Background of the Day

This week's special feature is courtesy of my computer genius roommate, Ryan. He has written a program that generates tiled images according to some crazy semi-randomized mathamatical formulas. It's probably only a matter of time until this program is downloadable from his webpage, but for this week you'll have to settle for some backgrounds that I thought were cool.

Click on the link below the background to get it as a targa (.tga) file.

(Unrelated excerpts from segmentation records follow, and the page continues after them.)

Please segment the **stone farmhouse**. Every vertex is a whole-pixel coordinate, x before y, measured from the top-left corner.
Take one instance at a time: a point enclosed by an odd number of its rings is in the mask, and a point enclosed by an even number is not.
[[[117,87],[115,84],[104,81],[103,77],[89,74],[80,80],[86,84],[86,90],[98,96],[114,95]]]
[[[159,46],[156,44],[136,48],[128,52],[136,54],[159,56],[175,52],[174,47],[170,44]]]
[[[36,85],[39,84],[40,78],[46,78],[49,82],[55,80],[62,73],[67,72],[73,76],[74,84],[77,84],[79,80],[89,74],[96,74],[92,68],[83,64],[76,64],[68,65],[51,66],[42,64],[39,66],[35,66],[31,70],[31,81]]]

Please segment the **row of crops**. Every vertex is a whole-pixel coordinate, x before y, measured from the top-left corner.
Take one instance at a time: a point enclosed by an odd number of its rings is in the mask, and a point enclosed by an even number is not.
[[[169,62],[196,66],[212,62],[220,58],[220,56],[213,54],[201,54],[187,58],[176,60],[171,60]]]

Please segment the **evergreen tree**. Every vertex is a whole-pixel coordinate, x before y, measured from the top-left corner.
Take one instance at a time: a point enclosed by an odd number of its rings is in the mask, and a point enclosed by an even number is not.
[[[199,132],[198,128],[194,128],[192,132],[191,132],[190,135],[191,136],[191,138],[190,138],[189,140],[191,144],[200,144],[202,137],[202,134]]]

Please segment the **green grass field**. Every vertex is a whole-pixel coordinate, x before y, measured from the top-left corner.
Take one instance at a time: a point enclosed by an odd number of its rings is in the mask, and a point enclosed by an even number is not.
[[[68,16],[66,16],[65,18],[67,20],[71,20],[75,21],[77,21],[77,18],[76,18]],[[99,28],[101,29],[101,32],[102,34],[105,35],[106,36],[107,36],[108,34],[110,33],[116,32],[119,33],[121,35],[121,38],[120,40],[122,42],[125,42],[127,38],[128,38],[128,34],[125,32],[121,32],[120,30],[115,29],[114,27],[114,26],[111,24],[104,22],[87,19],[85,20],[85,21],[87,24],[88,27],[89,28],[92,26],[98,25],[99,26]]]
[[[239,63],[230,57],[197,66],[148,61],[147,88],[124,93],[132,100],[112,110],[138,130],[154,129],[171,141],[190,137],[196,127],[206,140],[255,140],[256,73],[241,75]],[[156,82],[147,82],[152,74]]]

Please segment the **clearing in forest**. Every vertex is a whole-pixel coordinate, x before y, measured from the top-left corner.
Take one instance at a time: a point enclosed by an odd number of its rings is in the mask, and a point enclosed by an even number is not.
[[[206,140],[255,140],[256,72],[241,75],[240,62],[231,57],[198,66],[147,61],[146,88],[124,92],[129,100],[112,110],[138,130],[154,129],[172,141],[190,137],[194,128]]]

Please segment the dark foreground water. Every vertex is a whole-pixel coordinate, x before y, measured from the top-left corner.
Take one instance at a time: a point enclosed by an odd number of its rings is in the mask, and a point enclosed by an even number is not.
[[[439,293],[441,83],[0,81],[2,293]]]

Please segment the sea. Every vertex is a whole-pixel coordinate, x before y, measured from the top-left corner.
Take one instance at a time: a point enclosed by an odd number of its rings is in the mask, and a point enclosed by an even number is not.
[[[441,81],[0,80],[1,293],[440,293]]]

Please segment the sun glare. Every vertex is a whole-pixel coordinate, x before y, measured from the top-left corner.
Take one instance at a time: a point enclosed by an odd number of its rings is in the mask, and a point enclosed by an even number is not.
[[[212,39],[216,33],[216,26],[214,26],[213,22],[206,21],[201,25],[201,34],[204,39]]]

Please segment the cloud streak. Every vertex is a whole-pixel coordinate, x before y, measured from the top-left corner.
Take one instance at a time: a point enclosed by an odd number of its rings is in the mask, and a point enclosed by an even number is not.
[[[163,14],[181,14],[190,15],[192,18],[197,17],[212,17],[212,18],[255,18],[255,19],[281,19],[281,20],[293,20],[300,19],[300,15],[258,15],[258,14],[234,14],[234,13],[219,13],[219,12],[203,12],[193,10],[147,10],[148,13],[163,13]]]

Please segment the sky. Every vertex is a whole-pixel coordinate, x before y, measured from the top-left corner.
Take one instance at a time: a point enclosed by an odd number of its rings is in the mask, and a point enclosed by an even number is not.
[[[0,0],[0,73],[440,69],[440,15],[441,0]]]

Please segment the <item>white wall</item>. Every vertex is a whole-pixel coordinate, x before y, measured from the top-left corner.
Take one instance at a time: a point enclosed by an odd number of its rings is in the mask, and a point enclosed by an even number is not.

To paraphrase Ryan's explanation of the formulas: The formula determines the intensity of the pixels. 0 intensity is black, 1 intensity is whetever RGB color you put in with the -texturecolor option (the last byte in the texturecolor part is the opacity of the alpha channel). The program picks seven random seed points. "F1" in the formula means that a pixel's intensity is determined by its proximity to its closest random seed point. "F2" depends on the pixel's proximity to its second closest seed point, and so on.
Date
Monday April 5, 1999
 
-texturesize 150 150 -depth 24 -texturecolor 255 0 2 255 -texturenearest "(F1+cos(F3*F2))"
Tuesday April 6, 1999
 
-texturesize 150 150 -depth 24 -texturecolor 25 75 180 255 -texturenearest "(F3-sin(F1*F2))"
 
-texturesize 150 150 -depth 24 -texturecolor 250 179 25 255 -texturenearest "(F3-F1)"
Wednesday April 7, 1999
 
Instant headache!
Thursday April 8, 1999
 
 
This background actually uses the last one as its input file. I guess that the pattern only shows up in areas of high intensity in the original pattern.